And is reciprocal altruism really altruistic? In average it must accrue some fitness benefits so it seems to me like a deferred selfishness more than ULTIMATE altruism.

I know that the Price equation proves that under some circunstances real ultimate altruism can occur but, is this the kind of altruism we see in humans?… As you say human cooperation is related to altruism but it is much more than altruism alone.

I have another doubt: does multilevel selection have into account the groups of groups? What I am trying to say is, are there only three levels of selection or there exists an arbitrary number of levels for selection to occur?

Peter Richerson

Perhaps the best work on the proximal side of altruism is that of Daniel Batson. Batson did a series of experiments in which he tried to rule out increasingly subtle egoistic rewards. His typical setup involved sham fellow participants who were scheduled to receive a painful but not dangerous shock. But the sham participant informs the experimenter that she is very sensitive to shocks. The experimenter then offers the real participant an opportunity to take the shock in her place. Under an empathy treatment especially, many real participants did volunteer. In one experiment, some volunteer participants were allowed to help, but some were not and “saw” the sham participant get “shocked.” In still a third treatment, volunteers did not get to help because another “volunteer” helped first. All participants were questioned afterward about their feeling during the experiment. The participants who felt worst on average were those who saw the person getting “shocked.” The people who felt best were those who volunteered to help, but who didn’t have to help because someone else did. Batson argued that at least some people help out of a sense of duty, not because they are going to give themselves a mental pat on the back for helping.
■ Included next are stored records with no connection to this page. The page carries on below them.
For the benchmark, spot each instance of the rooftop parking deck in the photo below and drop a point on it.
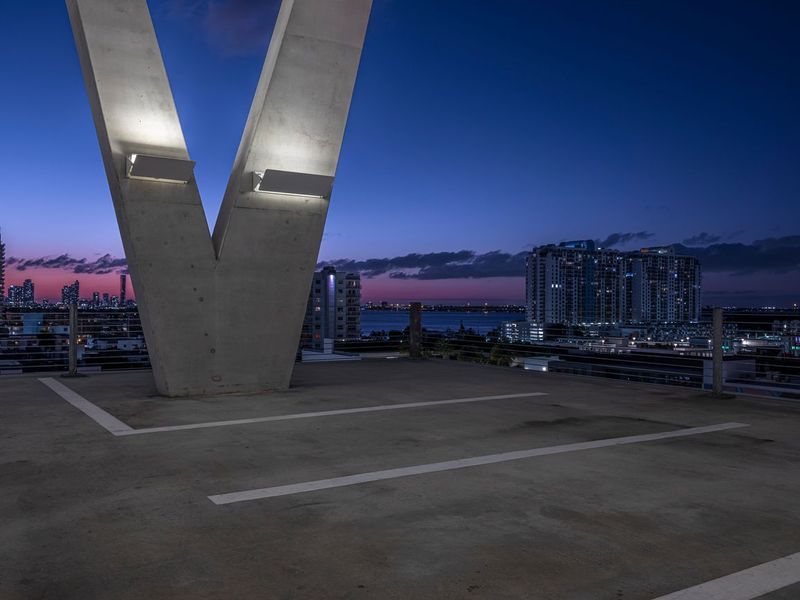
(395, 479)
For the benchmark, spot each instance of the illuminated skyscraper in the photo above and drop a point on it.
(2, 272)
(70, 294)
(123, 284)
(28, 294)
(577, 283)
(334, 308)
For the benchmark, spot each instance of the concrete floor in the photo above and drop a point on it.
(85, 514)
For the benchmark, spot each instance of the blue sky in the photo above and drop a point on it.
(479, 125)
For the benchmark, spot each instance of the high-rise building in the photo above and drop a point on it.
(28, 294)
(574, 283)
(123, 284)
(577, 283)
(662, 287)
(70, 294)
(2, 271)
(15, 295)
(334, 308)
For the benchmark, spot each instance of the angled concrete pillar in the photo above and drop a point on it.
(222, 313)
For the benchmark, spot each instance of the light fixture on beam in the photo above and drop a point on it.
(160, 168)
(289, 183)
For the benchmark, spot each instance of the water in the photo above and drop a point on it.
(387, 320)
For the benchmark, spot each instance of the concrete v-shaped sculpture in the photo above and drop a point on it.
(222, 313)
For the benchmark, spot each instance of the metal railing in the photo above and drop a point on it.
(75, 341)
(726, 352)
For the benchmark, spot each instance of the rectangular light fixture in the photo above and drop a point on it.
(293, 184)
(159, 168)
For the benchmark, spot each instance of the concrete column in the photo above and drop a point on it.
(222, 314)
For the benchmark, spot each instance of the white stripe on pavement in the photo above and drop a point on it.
(322, 484)
(330, 413)
(745, 585)
(97, 414)
(119, 428)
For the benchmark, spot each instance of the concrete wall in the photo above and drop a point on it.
(222, 313)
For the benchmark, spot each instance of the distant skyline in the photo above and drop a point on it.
(475, 133)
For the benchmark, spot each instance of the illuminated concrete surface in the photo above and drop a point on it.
(87, 514)
(242, 291)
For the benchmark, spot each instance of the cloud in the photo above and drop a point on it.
(100, 266)
(777, 255)
(768, 255)
(234, 27)
(374, 267)
(620, 239)
(702, 239)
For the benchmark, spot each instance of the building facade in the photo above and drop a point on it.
(576, 283)
(70, 294)
(521, 332)
(2, 272)
(334, 309)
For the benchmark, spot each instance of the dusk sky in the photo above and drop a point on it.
(479, 128)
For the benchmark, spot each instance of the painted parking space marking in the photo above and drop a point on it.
(475, 461)
(94, 412)
(745, 585)
(119, 428)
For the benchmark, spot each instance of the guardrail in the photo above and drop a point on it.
(726, 352)
(46, 340)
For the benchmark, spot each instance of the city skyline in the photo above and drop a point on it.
(624, 123)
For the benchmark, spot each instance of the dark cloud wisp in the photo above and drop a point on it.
(100, 266)
(620, 239)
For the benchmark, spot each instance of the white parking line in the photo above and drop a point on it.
(745, 585)
(119, 428)
(97, 414)
(323, 484)
(330, 413)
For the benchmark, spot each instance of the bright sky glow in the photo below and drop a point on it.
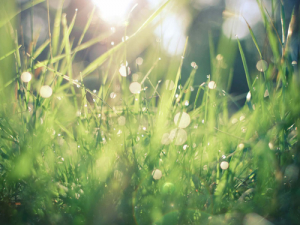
(114, 11)
(235, 25)
(172, 31)
(26, 77)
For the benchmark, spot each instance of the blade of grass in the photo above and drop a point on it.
(56, 29)
(283, 26)
(10, 53)
(41, 49)
(245, 65)
(253, 38)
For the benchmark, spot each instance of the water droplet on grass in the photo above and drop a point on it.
(179, 135)
(113, 95)
(212, 85)
(26, 77)
(139, 61)
(169, 84)
(224, 165)
(123, 69)
(248, 97)
(46, 91)
(185, 120)
(165, 140)
(121, 120)
(157, 174)
(262, 65)
(135, 88)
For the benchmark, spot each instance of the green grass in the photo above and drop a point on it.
(70, 160)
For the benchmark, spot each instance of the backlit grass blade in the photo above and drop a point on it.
(70, 28)
(292, 27)
(56, 29)
(178, 75)
(283, 26)
(244, 64)
(9, 53)
(254, 39)
(46, 62)
(41, 49)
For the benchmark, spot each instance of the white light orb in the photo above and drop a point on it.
(135, 87)
(26, 77)
(248, 97)
(123, 71)
(179, 136)
(113, 95)
(224, 165)
(185, 120)
(241, 146)
(261, 65)
(165, 140)
(157, 174)
(169, 85)
(46, 91)
(139, 61)
(212, 85)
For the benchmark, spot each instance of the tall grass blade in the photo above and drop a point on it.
(245, 65)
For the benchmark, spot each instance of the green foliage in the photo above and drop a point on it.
(73, 158)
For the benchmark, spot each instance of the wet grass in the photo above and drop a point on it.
(86, 156)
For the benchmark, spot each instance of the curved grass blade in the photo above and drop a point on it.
(253, 38)
(41, 49)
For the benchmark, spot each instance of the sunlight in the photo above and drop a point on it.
(113, 11)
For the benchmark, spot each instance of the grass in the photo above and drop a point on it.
(80, 157)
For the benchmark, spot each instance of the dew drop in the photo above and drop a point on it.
(139, 61)
(179, 135)
(224, 165)
(46, 91)
(135, 88)
(26, 77)
(248, 96)
(185, 120)
(123, 71)
(169, 84)
(262, 65)
(121, 120)
(165, 140)
(113, 95)
(125, 39)
(157, 174)
(212, 85)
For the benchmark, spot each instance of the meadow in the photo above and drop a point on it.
(148, 146)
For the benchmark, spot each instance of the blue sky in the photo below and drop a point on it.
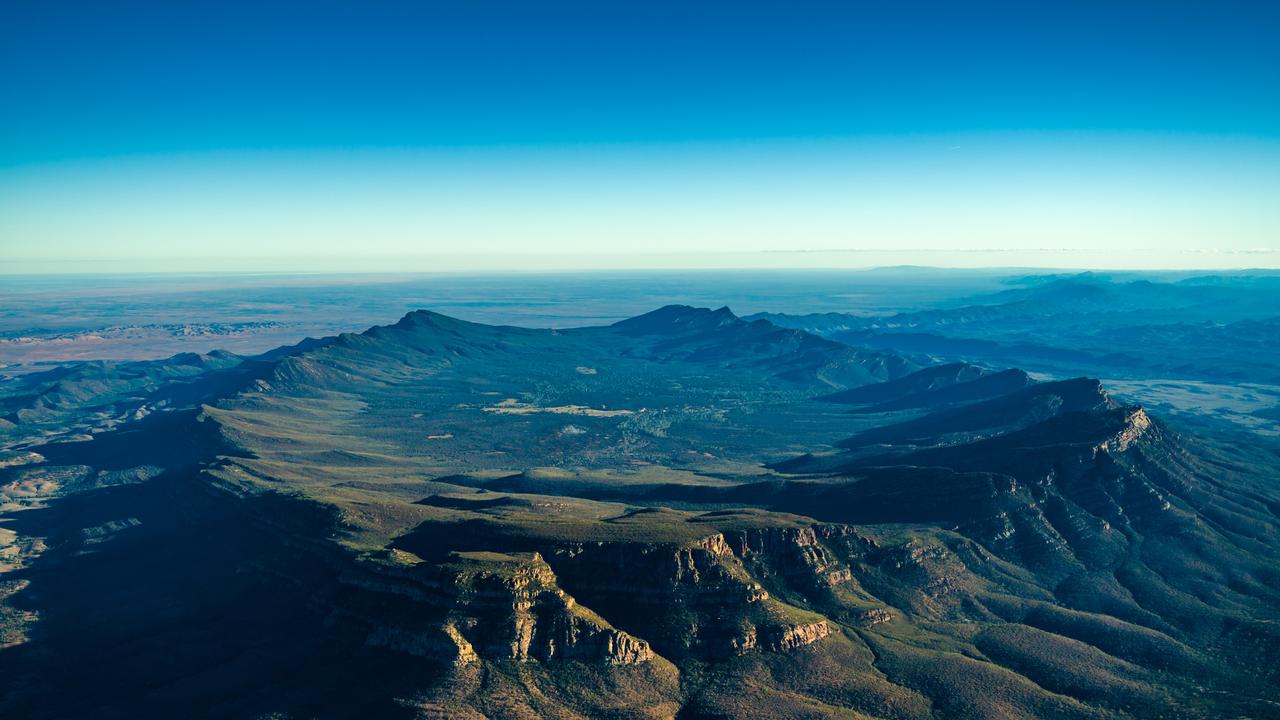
(472, 135)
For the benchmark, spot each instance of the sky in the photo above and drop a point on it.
(470, 135)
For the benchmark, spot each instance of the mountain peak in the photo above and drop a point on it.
(676, 318)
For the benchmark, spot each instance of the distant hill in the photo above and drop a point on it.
(685, 514)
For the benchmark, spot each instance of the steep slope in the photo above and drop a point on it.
(439, 518)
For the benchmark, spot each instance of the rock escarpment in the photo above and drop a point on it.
(481, 605)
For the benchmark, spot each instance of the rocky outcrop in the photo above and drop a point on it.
(483, 606)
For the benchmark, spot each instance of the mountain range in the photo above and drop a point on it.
(685, 514)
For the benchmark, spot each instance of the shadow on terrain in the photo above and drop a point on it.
(168, 598)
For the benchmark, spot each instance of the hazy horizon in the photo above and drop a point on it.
(305, 137)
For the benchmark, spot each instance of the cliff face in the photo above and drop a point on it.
(481, 605)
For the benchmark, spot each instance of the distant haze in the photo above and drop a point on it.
(476, 137)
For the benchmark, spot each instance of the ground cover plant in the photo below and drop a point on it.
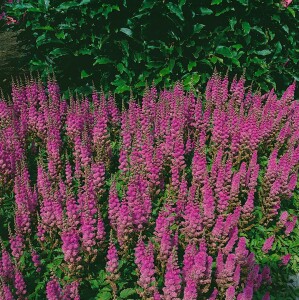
(180, 197)
(128, 43)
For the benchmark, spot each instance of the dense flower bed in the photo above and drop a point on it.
(177, 198)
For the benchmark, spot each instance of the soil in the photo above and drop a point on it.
(11, 60)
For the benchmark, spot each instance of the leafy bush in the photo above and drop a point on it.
(180, 198)
(130, 42)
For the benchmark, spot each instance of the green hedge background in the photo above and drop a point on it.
(124, 44)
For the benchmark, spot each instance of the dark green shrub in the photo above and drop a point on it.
(128, 42)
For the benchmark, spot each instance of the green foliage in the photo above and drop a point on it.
(129, 43)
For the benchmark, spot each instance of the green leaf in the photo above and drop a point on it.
(126, 31)
(232, 23)
(175, 10)
(246, 27)
(292, 11)
(67, 5)
(221, 12)
(59, 52)
(83, 2)
(46, 28)
(127, 292)
(216, 2)
(191, 65)
(205, 11)
(102, 61)
(84, 74)
(198, 27)
(120, 67)
(260, 72)
(224, 51)
(263, 52)
(121, 89)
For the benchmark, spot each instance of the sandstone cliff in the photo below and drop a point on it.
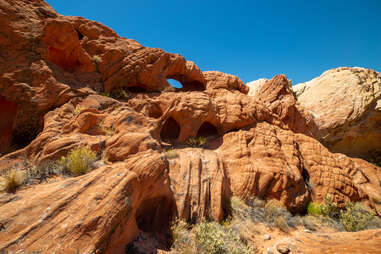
(76, 83)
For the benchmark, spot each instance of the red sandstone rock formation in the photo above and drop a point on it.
(254, 146)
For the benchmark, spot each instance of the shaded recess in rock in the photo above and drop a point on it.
(8, 111)
(170, 129)
(188, 85)
(155, 215)
(207, 129)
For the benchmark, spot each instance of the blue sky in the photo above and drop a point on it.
(251, 39)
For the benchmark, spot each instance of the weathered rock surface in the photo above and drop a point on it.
(255, 146)
(346, 105)
(255, 86)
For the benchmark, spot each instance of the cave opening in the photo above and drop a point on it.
(181, 84)
(193, 86)
(155, 112)
(155, 215)
(207, 129)
(59, 57)
(170, 129)
(80, 35)
(136, 89)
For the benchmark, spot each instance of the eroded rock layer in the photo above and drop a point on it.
(147, 174)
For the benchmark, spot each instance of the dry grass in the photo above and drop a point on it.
(11, 180)
(171, 154)
(78, 161)
(97, 59)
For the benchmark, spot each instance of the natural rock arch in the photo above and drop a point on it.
(207, 129)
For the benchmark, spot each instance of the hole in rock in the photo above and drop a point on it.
(80, 35)
(155, 215)
(193, 86)
(8, 111)
(136, 89)
(179, 83)
(207, 129)
(59, 57)
(155, 112)
(170, 129)
(174, 83)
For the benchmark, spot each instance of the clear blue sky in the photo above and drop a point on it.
(251, 39)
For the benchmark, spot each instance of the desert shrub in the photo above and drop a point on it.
(314, 208)
(330, 208)
(97, 59)
(171, 154)
(78, 160)
(211, 237)
(11, 180)
(196, 142)
(43, 170)
(355, 217)
(78, 109)
(169, 89)
(208, 237)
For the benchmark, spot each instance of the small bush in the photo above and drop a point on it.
(330, 208)
(196, 142)
(182, 237)
(11, 180)
(78, 161)
(314, 208)
(97, 59)
(170, 154)
(43, 171)
(355, 217)
(208, 237)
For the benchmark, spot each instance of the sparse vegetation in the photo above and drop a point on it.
(171, 154)
(78, 161)
(196, 142)
(117, 94)
(97, 59)
(314, 209)
(78, 109)
(355, 217)
(169, 89)
(11, 180)
(208, 237)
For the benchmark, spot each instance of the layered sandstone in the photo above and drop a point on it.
(64, 66)
(346, 105)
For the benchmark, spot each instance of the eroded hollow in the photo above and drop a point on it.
(185, 85)
(136, 89)
(155, 112)
(8, 111)
(207, 129)
(170, 129)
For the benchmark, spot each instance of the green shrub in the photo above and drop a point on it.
(355, 217)
(314, 208)
(330, 208)
(11, 180)
(208, 237)
(78, 160)
(43, 170)
(196, 142)
(171, 154)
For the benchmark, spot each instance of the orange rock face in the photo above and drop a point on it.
(261, 146)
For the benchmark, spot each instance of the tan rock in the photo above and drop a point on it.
(345, 105)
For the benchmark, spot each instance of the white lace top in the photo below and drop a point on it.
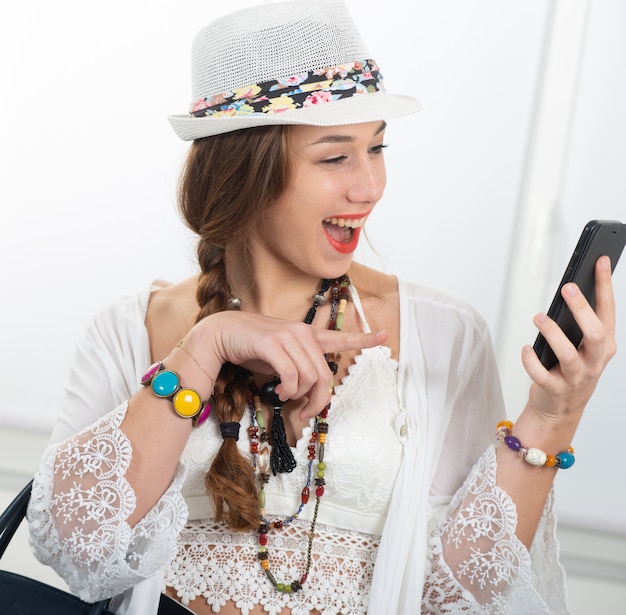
(362, 455)
(447, 542)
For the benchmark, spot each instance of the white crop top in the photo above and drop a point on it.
(363, 454)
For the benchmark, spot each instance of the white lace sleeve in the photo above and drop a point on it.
(477, 565)
(78, 510)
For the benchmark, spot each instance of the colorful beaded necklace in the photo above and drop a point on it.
(262, 451)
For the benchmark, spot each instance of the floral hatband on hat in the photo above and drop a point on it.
(295, 91)
(297, 62)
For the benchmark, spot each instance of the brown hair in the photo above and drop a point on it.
(229, 182)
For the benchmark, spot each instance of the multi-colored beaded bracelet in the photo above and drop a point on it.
(533, 456)
(165, 384)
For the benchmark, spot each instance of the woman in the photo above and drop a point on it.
(348, 453)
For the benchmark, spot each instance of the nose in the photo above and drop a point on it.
(367, 182)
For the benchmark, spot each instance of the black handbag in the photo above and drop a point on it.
(21, 595)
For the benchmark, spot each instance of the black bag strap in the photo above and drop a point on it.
(10, 520)
(12, 517)
(14, 514)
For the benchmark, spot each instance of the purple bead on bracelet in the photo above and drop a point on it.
(533, 456)
(165, 384)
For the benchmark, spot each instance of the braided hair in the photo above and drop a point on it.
(228, 183)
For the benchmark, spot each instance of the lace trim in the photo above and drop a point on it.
(476, 563)
(221, 566)
(78, 513)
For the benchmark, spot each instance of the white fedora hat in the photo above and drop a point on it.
(285, 62)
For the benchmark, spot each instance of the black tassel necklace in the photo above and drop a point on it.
(273, 452)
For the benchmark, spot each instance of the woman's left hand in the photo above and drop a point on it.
(560, 394)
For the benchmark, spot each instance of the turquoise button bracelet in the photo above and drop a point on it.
(165, 383)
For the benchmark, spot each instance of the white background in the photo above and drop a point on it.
(89, 167)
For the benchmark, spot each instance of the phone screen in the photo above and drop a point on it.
(599, 238)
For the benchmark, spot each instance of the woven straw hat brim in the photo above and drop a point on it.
(354, 110)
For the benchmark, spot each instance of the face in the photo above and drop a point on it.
(338, 176)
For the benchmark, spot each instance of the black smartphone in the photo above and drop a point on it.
(599, 238)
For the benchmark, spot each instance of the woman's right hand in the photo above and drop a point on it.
(292, 350)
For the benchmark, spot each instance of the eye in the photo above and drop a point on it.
(378, 149)
(334, 160)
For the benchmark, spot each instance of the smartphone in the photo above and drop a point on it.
(599, 238)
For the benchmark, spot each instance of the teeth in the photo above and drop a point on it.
(350, 223)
If the later were the case the frustrated helpers should be less happy than those who got to help. You see a lot of this in combat soldiers’ stories. it is a dirty job and they’d sooner someone else do it. But if there is no one else to do it, they’ll do it.

At the same time, I agree with Peter. It is the real costs and benefits of acts that are most important not the proximate motivations. A showoff who thoroughly enjoys helping other for reputation and glory may be taking real risks and producing real benefits for others. Higher level selection may not see any difference between the glory hog and the quiet, grimly dutiful person.